Ich hab gestern auf den #LinkeBuchtage #RoswithaScholz in dem #SchwarzeRisse Buchladen gehört. Der Vortrag war auch daher interessant weil ich ihre Arbeit noch nicht wirklich kenne. Überrascht haben mich die grenzen die sie zu anderen #Feministinnen zog. Unter anderem distanziert sie sich von #SilviaFederici.
Wenn ich sie recht verstanden habe dann meint sie das die Abwertung von Care Arbeit notwendig ist. Die Assoziation von Care Arbeit mit Weiblichkeit ist dann das notwendig für das Patriarchat. Die Abwertung aber gleichzeitig auch darin begründet das Reproduktionsarbeit nicht mehrwertsschöpfend ist.
Mit dieser Abgrenzung zu Federici ist man direkt in dem Schlamassel der Krisis Gruppe drin der vorgeworfen wird an der Idee eines allgemeinen Gesetzes der Abnahme der Produktivrate von der Marx gesprochen hat festzuhalten.

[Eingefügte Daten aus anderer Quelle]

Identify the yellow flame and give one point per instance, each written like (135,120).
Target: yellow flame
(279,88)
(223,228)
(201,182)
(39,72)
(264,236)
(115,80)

Die Vehemenz mit der #MichaelHeinrich diese Idee zurückgewiesen hat war mir immer fraglich. Auch weil mir die Kritik an ihm auch einleuchtete. Die Kritik ist das das für Heinrich die Produktivitätssteigerung der Arbeit unbegrenzt sein müsste und nicht durch menschliche Kapazitäten begrenzt sei.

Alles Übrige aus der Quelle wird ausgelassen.